Die Stadtrechte bildeten Stadtrechtsfamilien aus, unter denen das Lübische Recht an der Ostseeküste, das Magdeburger Recht im Binnenland und das Wien-Prager Recht die größten Stadtrechtsfamilien bildeten. Das Magdeburger Recht besaß im späten Mittelalter eine solche Anziehungskraft, dass in Mittel- und Osteuropa etwa 700 Städte dieses Recht annahmen. Dieses Recht räumte den Kaufleuten bei der Ausübung ihrer Handelstätigkeiten erhebliche Freiheiten ein und führte daher in der Regel zu einem wirtschaft‧lichen Aufblühen in den Städten, in denen das Magdeburger Recht galt.

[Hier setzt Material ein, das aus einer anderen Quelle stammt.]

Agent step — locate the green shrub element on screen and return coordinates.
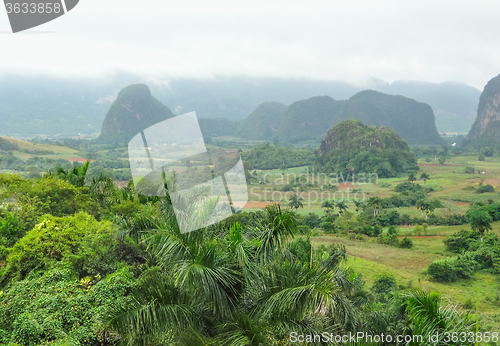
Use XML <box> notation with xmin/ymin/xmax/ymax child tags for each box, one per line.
<box><xmin>371</xmin><ymin>273</ymin><xmax>398</xmax><ymax>294</ymax></box>
<box><xmin>399</xmin><ymin>237</ymin><xmax>413</xmax><ymax>249</ymax></box>
<box><xmin>427</xmin><ymin>253</ymin><xmax>480</xmax><ymax>282</ymax></box>
<box><xmin>444</xmin><ymin>230</ymin><xmax>479</xmax><ymax>253</ymax></box>
<box><xmin>476</xmin><ymin>184</ymin><xmax>495</xmax><ymax>193</ymax></box>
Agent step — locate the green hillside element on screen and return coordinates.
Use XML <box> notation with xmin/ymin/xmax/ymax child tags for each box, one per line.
<box><xmin>237</xmin><ymin>102</ymin><xmax>287</xmax><ymax>140</ymax></box>
<box><xmin>0</xmin><ymin>136</ymin><xmax>78</xmax><ymax>155</ymax></box>
<box><xmin>467</xmin><ymin>75</ymin><xmax>500</xmax><ymax>147</ymax></box>
<box><xmin>316</xmin><ymin>120</ymin><xmax>418</xmax><ymax>177</ymax></box>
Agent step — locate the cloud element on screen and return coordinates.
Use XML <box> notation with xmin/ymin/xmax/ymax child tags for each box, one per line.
<box><xmin>0</xmin><ymin>0</ymin><xmax>500</xmax><ymax>88</ymax></box>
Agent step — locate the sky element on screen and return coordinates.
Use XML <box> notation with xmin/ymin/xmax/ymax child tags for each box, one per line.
<box><xmin>0</xmin><ymin>0</ymin><xmax>500</xmax><ymax>90</ymax></box>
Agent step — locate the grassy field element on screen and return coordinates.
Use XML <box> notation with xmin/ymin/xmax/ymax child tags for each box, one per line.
<box><xmin>1</xmin><ymin>137</ymin><xmax>78</xmax><ymax>159</ymax></box>
<box><xmin>245</xmin><ymin>156</ymin><xmax>500</xmax><ymax>330</ymax></box>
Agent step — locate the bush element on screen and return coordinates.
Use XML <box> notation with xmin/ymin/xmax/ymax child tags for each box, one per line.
<box><xmin>476</xmin><ymin>184</ymin><xmax>495</xmax><ymax>193</ymax></box>
<box><xmin>321</xmin><ymin>221</ymin><xmax>335</xmax><ymax>234</ymax></box>
<box><xmin>371</xmin><ymin>273</ymin><xmax>398</xmax><ymax>294</ymax></box>
<box><xmin>399</xmin><ymin>237</ymin><xmax>413</xmax><ymax>249</ymax></box>
<box><xmin>444</xmin><ymin>230</ymin><xmax>479</xmax><ymax>253</ymax></box>
<box><xmin>0</xmin><ymin>212</ymin><xmax>117</xmax><ymax>280</ymax></box>
<box><xmin>427</xmin><ymin>259</ymin><xmax>456</xmax><ymax>282</ymax></box>
<box><xmin>427</xmin><ymin>253</ymin><xmax>480</xmax><ymax>282</ymax></box>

Das Stadtrecht konnte nur vom Stadtherrn verliehen werden, der sich von dieser Privilegienerteilung wiederum wirtschaftliche Vorteile versprach. Ein Marktort, der zur Stadt erhoben wurde, entwickelte normalerweise eine erhebliche Anziehungskraft auf Kaufleute und Handwerker und sorgte für einen Aufschwung der gewerblichen und kaufmännischen Tätigkeit. Der Stadtherr zog aus dieser Situation Nutzen, indem er seine Einnahmen aus Marktabgaben, Münze und Zoll steigern und zum anderen auch Fernhandelswaren für seinen eigenen Bedarf vor Ort erwerben konnte.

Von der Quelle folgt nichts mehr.